A property owner "heartbroken" to have her rental homes flooded for a second time in 12 months says she is angry barriers have been breached once again.
Bev Styles said the River Severn rushed into Bewdley, Worcestershire, "like a tsunami" when defences failed in the early hours of Saturday.
"They didn't learn from last year," she claimed after defences in the Beales Corner area were topped once more.
The Environment Agency (EA) said it understood the frustration.
While Bewdley has permanent flood defences, the barriers at Beales Corner, where Ms Styles's properties are located, are temporary structures. The town suffered flooding in February 2020 when water seeped over them.
She said: "The fact it happened again in less than 12 months, it's beyond heartbreaking.
"I feel very cross, we don't have adequate barriers, we now seem to have smaller barriers, they didn't learn from last year.
"I can't get any answers as to why it was like a tsunami when [the barriers] collapsed."
Ms Styles runs a family-owned business that rents out 14 properties.
One of her flats was "back to its bare brick" and ready to be repaired next week following last year's damage, but now it is "sat in 4ft of water again".

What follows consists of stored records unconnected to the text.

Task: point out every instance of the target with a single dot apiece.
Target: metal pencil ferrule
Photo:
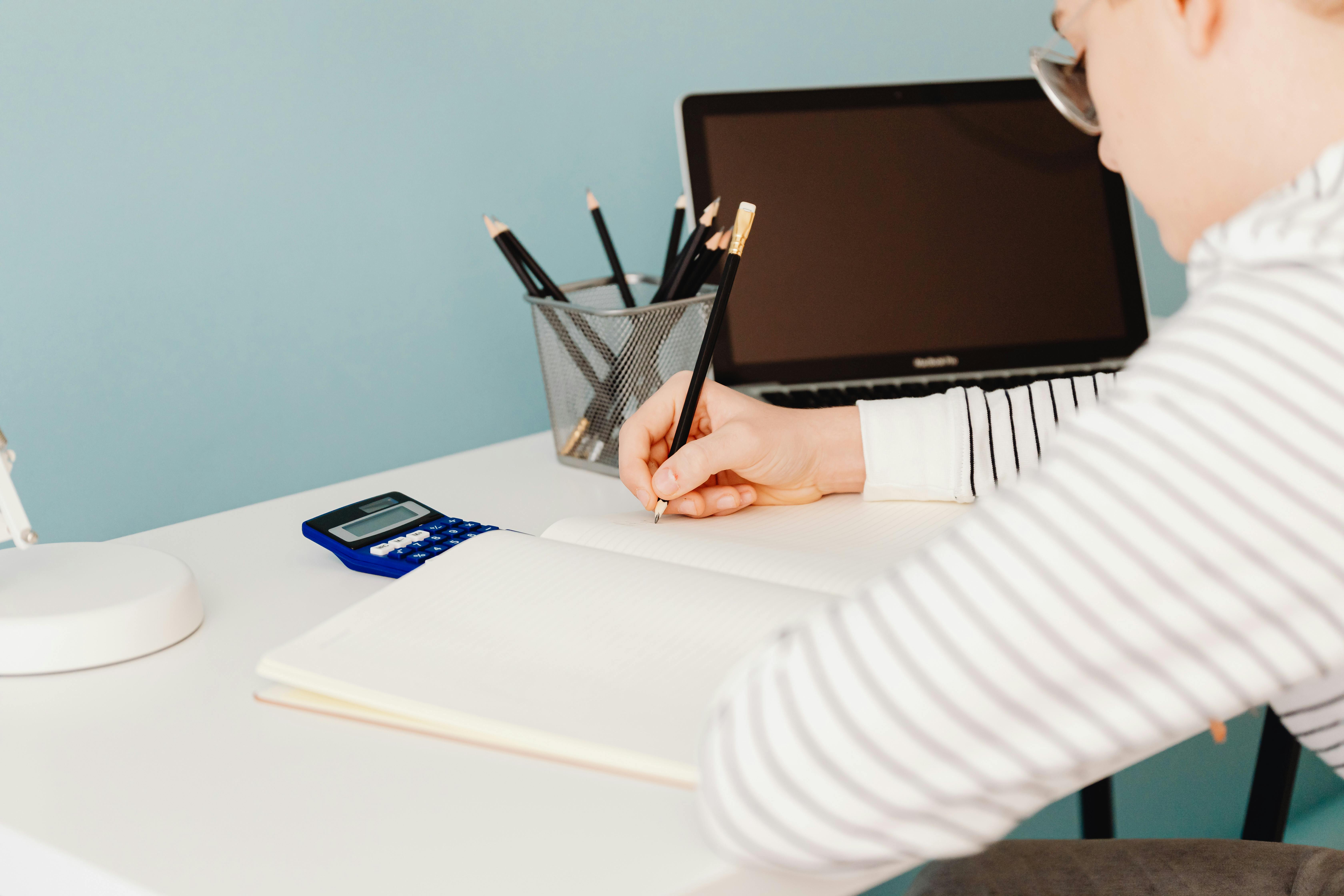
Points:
(741, 230)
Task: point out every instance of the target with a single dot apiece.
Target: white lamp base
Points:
(91, 604)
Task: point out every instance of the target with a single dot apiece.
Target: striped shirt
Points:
(1171, 554)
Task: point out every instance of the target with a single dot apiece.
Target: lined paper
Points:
(834, 545)
(548, 648)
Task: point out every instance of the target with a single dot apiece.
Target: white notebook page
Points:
(834, 545)
(569, 649)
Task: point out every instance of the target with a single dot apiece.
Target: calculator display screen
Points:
(370, 524)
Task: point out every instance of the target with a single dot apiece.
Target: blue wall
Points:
(232, 233)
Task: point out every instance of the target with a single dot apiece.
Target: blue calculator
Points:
(390, 534)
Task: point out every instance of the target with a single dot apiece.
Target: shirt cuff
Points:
(916, 449)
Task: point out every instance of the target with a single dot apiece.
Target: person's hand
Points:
(741, 452)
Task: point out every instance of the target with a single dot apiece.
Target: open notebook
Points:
(601, 643)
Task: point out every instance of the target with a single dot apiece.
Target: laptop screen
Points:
(904, 230)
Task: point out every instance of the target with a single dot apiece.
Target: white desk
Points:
(166, 772)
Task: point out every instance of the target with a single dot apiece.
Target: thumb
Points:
(725, 449)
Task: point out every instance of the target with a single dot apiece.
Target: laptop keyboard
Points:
(842, 397)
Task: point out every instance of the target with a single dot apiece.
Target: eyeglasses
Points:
(1065, 80)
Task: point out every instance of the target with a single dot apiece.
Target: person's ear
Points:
(1199, 22)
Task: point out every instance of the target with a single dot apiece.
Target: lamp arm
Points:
(14, 522)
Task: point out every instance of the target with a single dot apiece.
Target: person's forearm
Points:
(967, 443)
(839, 441)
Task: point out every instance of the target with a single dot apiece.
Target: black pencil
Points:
(675, 240)
(550, 288)
(670, 287)
(703, 265)
(501, 234)
(515, 263)
(627, 296)
(741, 230)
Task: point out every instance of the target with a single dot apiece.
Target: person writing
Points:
(1171, 550)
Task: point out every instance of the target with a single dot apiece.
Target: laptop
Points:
(912, 238)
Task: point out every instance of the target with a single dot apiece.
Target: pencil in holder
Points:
(601, 361)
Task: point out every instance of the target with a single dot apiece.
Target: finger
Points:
(726, 449)
(709, 500)
(643, 440)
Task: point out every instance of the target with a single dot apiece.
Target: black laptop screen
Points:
(894, 234)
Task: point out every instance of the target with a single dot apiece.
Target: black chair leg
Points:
(1272, 788)
(1099, 812)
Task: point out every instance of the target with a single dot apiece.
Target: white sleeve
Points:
(966, 443)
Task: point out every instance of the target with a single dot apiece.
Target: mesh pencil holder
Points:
(601, 361)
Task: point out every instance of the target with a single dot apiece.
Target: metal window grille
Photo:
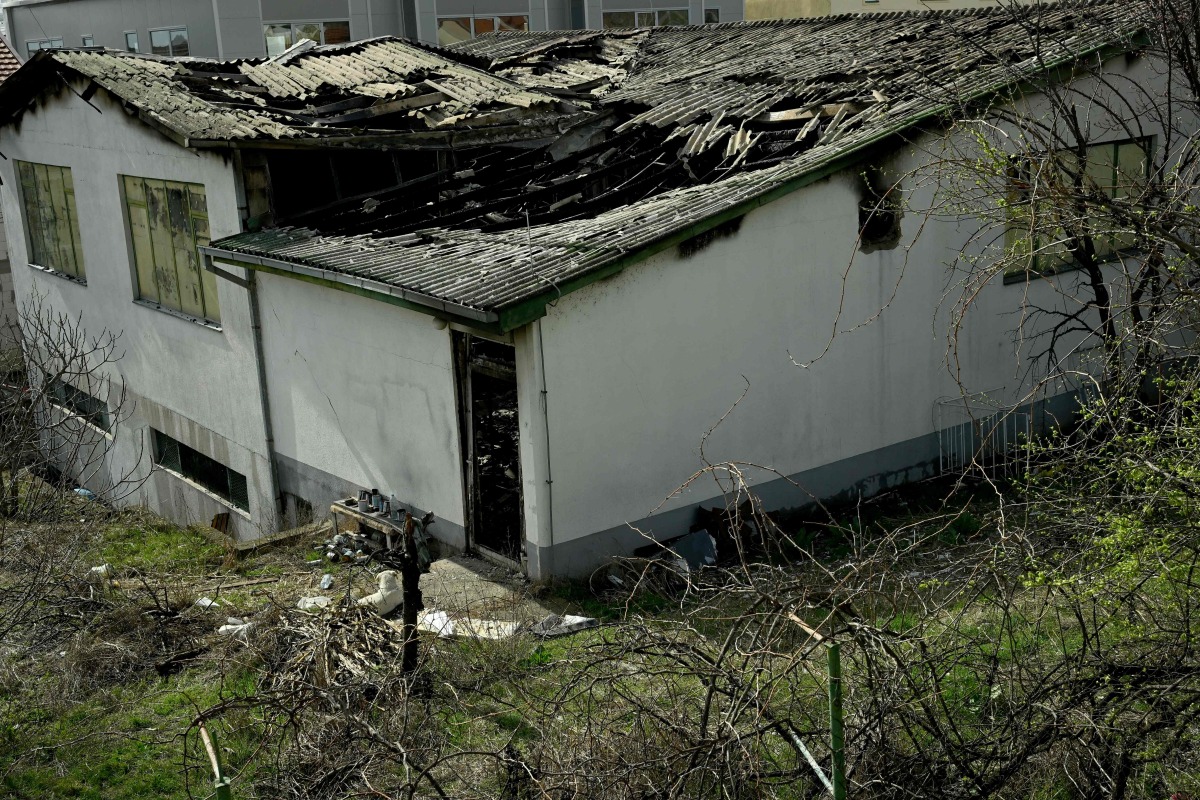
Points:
(975, 433)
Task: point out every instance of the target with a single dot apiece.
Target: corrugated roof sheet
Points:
(383, 85)
(838, 84)
(9, 59)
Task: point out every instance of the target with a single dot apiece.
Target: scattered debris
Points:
(240, 632)
(556, 625)
(313, 603)
(389, 595)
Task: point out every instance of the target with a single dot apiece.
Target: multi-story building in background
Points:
(229, 29)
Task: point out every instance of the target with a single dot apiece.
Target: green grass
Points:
(157, 546)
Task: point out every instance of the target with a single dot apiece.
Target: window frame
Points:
(1053, 263)
(79, 271)
(493, 18)
(204, 280)
(293, 24)
(171, 30)
(160, 452)
(641, 10)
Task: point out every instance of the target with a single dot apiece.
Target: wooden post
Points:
(411, 585)
(837, 735)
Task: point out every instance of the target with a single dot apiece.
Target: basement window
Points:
(168, 221)
(47, 196)
(79, 403)
(177, 457)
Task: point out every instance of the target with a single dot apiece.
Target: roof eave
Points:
(425, 304)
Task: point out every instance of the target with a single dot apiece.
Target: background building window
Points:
(36, 44)
(280, 36)
(47, 194)
(460, 29)
(169, 41)
(79, 403)
(648, 18)
(216, 477)
(168, 221)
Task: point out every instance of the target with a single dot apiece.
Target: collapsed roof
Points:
(577, 152)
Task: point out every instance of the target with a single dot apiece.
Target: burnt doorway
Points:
(491, 443)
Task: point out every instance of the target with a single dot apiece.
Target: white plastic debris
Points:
(389, 595)
(313, 603)
(556, 625)
(240, 632)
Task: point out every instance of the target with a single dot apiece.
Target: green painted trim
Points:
(526, 311)
(491, 328)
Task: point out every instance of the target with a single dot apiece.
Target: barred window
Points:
(47, 194)
(216, 477)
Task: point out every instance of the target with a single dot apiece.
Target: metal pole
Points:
(220, 782)
(837, 735)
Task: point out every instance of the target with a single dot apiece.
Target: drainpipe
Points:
(545, 419)
(256, 325)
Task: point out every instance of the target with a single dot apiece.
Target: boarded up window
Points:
(213, 475)
(168, 222)
(48, 197)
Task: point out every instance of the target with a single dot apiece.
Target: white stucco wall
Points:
(361, 391)
(186, 379)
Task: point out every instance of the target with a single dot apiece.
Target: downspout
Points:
(545, 419)
(256, 326)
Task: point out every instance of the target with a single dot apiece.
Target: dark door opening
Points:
(491, 438)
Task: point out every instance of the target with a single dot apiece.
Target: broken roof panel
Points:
(707, 122)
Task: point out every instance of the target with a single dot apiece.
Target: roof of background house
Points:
(309, 95)
(706, 124)
(9, 59)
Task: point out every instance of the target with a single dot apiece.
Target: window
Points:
(1047, 210)
(47, 194)
(36, 44)
(79, 403)
(169, 41)
(460, 29)
(645, 18)
(168, 221)
(213, 475)
(280, 36)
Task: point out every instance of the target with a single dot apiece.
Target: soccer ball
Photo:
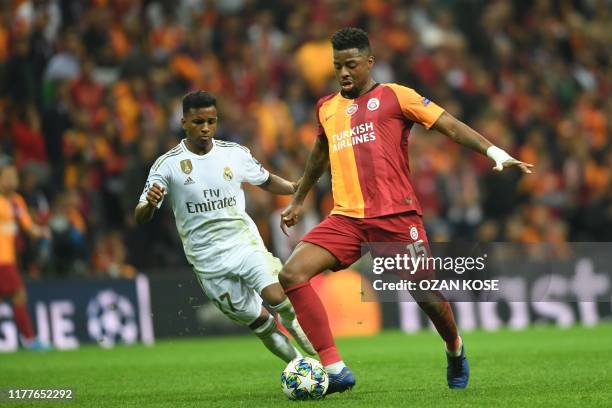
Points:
(304, 378)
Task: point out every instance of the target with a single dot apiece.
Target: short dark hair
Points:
(198, 99)
(351, 37)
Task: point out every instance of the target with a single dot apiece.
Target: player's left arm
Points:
(26, 223)
(278, 185)
(461, 133)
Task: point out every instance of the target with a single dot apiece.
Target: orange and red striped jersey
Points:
(368, 148)
(13, 212)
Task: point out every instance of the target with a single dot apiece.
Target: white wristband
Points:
(499, 156)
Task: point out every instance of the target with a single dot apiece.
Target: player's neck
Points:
(364, 90)
(368, 86)
(196, 150)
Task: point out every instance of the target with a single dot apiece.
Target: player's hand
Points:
(290, 216)
(296, 185)
(155, 195)
(525, 167)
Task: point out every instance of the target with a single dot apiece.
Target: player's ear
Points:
(371, 61)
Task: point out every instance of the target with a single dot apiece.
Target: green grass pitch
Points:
(538, 367)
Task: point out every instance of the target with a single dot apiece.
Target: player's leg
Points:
(307, 261)
(333, 244)
(439, 311)
(274, 295)
(241, 304)
(408, 228)
(266, 329)
(260, 271)
(13, 288)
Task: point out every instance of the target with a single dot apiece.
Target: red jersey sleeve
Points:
(415, 107)
(21, 212)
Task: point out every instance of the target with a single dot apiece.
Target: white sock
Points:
(275, 341)
(457, 352)
(286, 314)
(335, 368)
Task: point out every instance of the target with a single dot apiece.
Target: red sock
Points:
(22, 318)
(443, 319)
(312, 316)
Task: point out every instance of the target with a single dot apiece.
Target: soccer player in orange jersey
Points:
(13, 215)
(363, 136)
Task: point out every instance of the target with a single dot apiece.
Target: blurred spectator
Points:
(91, 92)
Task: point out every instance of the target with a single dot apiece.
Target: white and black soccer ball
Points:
(111, 318)
(304, 378)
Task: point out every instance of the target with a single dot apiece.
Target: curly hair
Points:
(198, 99)
(351, 37)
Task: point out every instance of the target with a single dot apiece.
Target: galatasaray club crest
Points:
(227, 174)
(373, 104)
(186, 166)
(414, 233)
(352, 108)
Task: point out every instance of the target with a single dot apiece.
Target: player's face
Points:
(352, 69)
(200, 126)
(9, 179)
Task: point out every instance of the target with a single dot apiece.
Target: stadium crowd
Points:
(91, 92)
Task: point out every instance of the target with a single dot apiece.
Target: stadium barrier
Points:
(66, 314)
(108, 312)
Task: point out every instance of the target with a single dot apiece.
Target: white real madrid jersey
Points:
(207, 199)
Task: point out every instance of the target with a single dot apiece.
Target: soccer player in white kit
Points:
(202, 179)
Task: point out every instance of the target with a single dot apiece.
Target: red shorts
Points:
(343, 236)
(10, 280)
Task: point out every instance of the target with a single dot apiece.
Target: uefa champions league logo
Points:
(111, 318)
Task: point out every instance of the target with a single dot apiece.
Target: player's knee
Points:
(290, 276)
(261, 322)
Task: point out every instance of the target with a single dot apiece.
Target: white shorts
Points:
(237, 293)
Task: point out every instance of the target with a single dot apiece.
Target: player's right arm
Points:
(154, 191)
(318, 162)
(146, 209)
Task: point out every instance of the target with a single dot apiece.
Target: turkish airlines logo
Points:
(352, 108)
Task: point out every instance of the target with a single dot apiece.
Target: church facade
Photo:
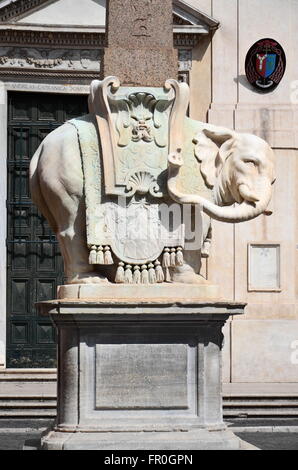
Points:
(50, 51)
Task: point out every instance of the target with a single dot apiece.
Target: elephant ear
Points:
(212, 147)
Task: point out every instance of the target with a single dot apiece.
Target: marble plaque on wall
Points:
(264, 267)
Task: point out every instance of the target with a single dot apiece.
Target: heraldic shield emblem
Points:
(265, 64)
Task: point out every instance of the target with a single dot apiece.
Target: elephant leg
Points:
(73, 242)
(207, 239)
(189, 272)
(76, 259)
(70, 215)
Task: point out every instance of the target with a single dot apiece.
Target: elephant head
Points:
(238, 167)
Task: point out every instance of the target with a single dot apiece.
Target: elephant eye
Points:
(250, 160)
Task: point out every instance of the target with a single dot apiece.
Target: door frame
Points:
(5, 87)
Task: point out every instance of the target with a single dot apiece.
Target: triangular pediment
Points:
(90, 14)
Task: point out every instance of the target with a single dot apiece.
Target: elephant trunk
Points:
(242, 213)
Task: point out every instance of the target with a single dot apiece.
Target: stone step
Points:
(33, 394)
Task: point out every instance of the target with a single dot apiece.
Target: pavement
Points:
(266, 434)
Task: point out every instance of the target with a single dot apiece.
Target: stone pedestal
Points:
(139, 374)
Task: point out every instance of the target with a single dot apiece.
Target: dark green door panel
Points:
(34, 266)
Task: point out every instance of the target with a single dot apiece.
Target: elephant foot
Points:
(189, 278)
(205, 253)
(88, 278)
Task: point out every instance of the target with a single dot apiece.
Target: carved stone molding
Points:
(52, 39)
(76, 39)
(50, 59)
(18, 8)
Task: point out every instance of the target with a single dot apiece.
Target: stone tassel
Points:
(159, 272)
(93, 255)
(168, 275)
(179, 257)
(166, 262)
(144, 275)
(100, 256)
(128, 274)
(152, 275)
(173, 257)
(120, 274)
(108, 256)
(137, 275)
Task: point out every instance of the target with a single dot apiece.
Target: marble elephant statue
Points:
(234, 167)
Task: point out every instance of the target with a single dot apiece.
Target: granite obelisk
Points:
(140, 49)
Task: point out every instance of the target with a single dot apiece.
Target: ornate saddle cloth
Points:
(138, 232)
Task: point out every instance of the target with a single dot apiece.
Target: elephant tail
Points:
(35, 190)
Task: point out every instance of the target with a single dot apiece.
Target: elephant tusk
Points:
(247, 194)
(244, 212)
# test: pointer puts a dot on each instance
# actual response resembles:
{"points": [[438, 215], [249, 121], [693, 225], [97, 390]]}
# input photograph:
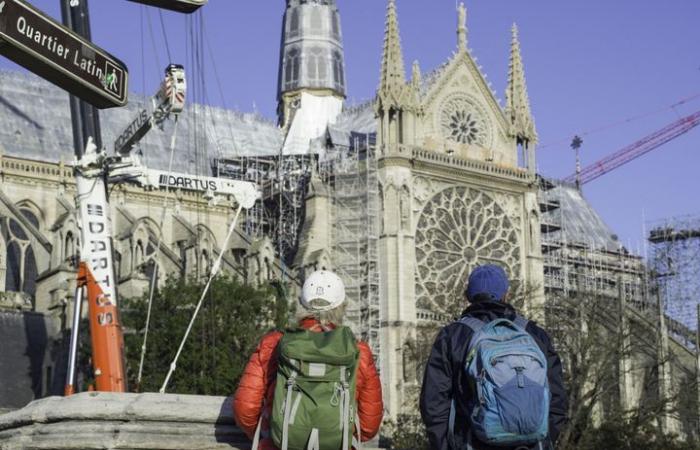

She said: "It's soul-destroying, the flat was empty thankfully, but that's not the point... is it going to take fatalities before they sit up and listen?"
She said tenants were "stranded" all weekend. "Luckily the insurance are paying," she added, "but it's tripled, I'm not sure we'll get [insurance] again."
Local MP Mark Garnier, Conservative, said there was a "horrible sense of déjà vu".
At the weekend, the EA described the barriers as having been "compromised" due to rising water levels on Saturday.
It said it was conducting a "thorough investigation".
Claire Dinnis, the EA's area director for the West Midlands, told BBC Hereford and Worcester: "Temporary barriers can only give a certain level of protection and it's true in the past we've trialled some higher barriers in particular in Beales Corner and actually because of the ground condition there, they didn't give us any higher level of protection than the ones we used this year."
She said the EA was working on permanent solutions, adding the higher barriers used previously "take longer to put up", meaning the community was "disrupted for longer".
She added: "If those higher barriers gave a greater level of protection then they're what we would use there but they don't.
"I understand the frustration. We're working as hard as we can to find those solutions."